Aaron Morton | Web Sports Producer, DeseretNews.com, DDM | @UtahMortReport | December 3, 2015
In order to publish more original sports content on DeseretNews.com — and specifically articles that bring in readers and enhance our brand while not duplicating content from our news team or print partners — we work extensively with community writers. Our contributor content enhances the work our sports team does while freeing us to focus on the types of stories that require our credentialed access or professional experience.
The key to working with contributors is to find types of stories that are easy and fun for them to write while also being interesting to read. For example, we came up with templates for pregame and postgame analysis. We’ve also sent out calls for lists, social media roundups and commentaries.

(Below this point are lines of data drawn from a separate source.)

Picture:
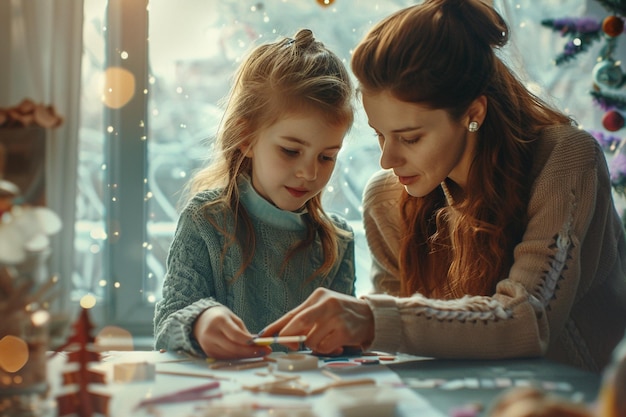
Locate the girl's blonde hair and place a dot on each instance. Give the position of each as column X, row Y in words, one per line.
column 275, row 80
column 440, row 54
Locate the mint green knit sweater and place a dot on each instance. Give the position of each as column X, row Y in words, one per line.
column 196, row 279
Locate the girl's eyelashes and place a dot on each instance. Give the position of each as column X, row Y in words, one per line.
column 290, row 152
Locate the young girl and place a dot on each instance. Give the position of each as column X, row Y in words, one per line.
column 492, row 227
column 254, row 241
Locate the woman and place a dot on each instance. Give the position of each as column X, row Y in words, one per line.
column 492, row 226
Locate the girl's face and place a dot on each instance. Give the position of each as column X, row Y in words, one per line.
column 293, row 159
column 421, row 145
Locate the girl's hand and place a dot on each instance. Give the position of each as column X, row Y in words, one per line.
column 222, row 335
column 330, row 321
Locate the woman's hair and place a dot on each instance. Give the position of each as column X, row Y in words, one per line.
column 274, row 81
column 441, row 55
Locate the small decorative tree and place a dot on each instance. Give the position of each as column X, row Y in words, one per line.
column 82, row 402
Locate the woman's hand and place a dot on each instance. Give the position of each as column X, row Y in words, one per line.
column 330, row 321
column 222, row 335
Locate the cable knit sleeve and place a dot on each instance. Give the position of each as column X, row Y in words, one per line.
column 381, row 220
column 186, row 287
column 534, row 310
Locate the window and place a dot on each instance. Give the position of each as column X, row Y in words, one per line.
column 174, row 60
column 138, row 149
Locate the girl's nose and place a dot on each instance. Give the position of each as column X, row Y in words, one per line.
column 308, row 170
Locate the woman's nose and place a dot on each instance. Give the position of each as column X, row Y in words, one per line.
column 389, row 157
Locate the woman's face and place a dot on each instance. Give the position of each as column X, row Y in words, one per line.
column 421, row 146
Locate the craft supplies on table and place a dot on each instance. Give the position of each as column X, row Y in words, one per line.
column 256, row 387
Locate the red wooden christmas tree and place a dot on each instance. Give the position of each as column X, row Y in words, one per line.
column 82, row 402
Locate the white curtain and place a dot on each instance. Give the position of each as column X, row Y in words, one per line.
column 40, row 59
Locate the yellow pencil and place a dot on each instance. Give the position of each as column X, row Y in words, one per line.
column 265, row 341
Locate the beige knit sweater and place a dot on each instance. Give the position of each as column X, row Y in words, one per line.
column 565, row 294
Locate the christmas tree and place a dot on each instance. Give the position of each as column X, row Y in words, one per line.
column 608, row 79
column 82, row 402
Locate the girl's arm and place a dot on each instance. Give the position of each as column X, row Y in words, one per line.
column 529, row 311
column 186, row 291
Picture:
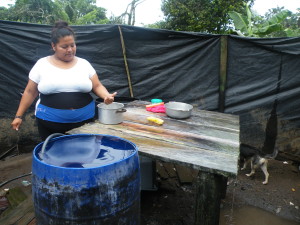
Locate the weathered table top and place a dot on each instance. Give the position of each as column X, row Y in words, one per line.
column 207, row 141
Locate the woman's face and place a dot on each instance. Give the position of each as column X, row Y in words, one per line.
column 65, row 49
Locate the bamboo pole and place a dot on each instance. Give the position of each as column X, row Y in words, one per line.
column 223, row 72
column 125, row 61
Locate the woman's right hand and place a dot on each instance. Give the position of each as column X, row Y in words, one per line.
column 16, row 123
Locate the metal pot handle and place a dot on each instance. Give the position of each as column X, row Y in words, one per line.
column 121, row 110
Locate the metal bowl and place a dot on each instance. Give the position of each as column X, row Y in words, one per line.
column 178, row 110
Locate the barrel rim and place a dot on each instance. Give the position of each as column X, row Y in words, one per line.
column 38, row 147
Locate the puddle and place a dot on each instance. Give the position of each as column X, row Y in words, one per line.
column 248, row 215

For high school and smaller college sports, we’ve asked for simple game recaps and photo galleries because there are hundreds of games to cover in a week and the risk of duplication is low.
The challenge isn’t so much identifying the types of stories we want covered, it’s motivating contributors to write them without having money to offer in return. Make no mistake, we have plenty of other ways to motive them that create a strong value exchange. Identifying the differences in each contributor is the key because each will have different motivations. For us, they come in three different types.
1. Aspiring sports writers
Characteristics: These writers are typically in college or high school. They’re looking for connections and experiences to further their careers.
How we motivate them: First, we provide lots of feedback. This may sound daunting, especially if your newsroom is already strapped for resources. But that’s exactly why it’s so worth the effort. Contributors can multiply the efforts of a single newsroom resource exponentially. A little time spent giving constructive feedback helps their writing improve and keeps them engaged and motivated.
Another strong way to motivate a sports contributor is to arrange for job shadows and tours of the newsroom. Think back to your first time in a professional newsroom. It’s exciting! They’ll love the chance to see behind the scenes of the organization for which they’re writing. It takes little effort on your part, but goes a long way with them.
Sam Benson is one of these aspiring sports writers. He is a student at a rural high school in our market. He started writing for Bleacher Report in junior high. Benson writes features covering subjects ranging from collegiate logos to a feature about a man running hundreds of miles for charity. We invited Benson to tour our office to see what he’s a part of. We’ve also had him cover a few BYU football games for DeseretNews.com. In the past two and a half years we’ve published about 35 of his articles, which have generated 173,000 page views.
Characteristics: Hobbyists tend to be college graduates. They love to write and have a passion for a team or sport. In some cases, they may have studied journalism or have experience writing for a school paper.
How we motivate them: These writers often want to be part of something, so we create a community they can join. The Deseret Connect contributor management platform we use allows us to create groups into which we can invite these writers. Then we do collaborative stories like mock drafts and email chains. We hold an annual NCAA men’s basketball championship watch party in April where we can meet and talk to other contributors. It’s a blast for them and us.
Kincade Upstill is a great example of a hobbyist writer. Upstill graduated from BYU and is a big Utah Jazz fan. By day he manages a Walgreens and is the father of three girls. He writes insightful analysis stories on the Jazz. In less than a year, he’s written 18 articles and generated 111,000 page views.
Characteristics: Promoters — the third type of contributor we’ve identified — have invested heavily in a high school team, minor sport or a small website. They want a bigger megaphone.
How we motivate them: Give them that megaphone, while disclosing their background with an editor’s note. This offers transparency and authority to the piece. Parents and high school boosters fall into this promoters group. If their kid is on the team, will they write about him or her? Sure. But you’ll ensure their athlete doesn’t get any different treatment in the article than any other player in the game. You’ll also disclose their connection to the team in an editor’s note.
The opportunity to write for your organization can have a snowball effect. We’ve had boosters from our writers’ rival schools start writing for us so their team gets more coverage throughout the season too.
Examples: These contributors in our network include photographers, bloggers, the owner of a statewide lacrosse website, a weekly newspaper sports editor, and lots of fans of high school teams. I couldn’t even begin to calculate the tremendously positive impact they’ve had on our sports section.
Each group has its advantages and disadvantages, but they all can be really fun to work with. Many contributors can be your extra eyes and ears for breaking news and for general feedback — becoming a valuable connection between you and your audience.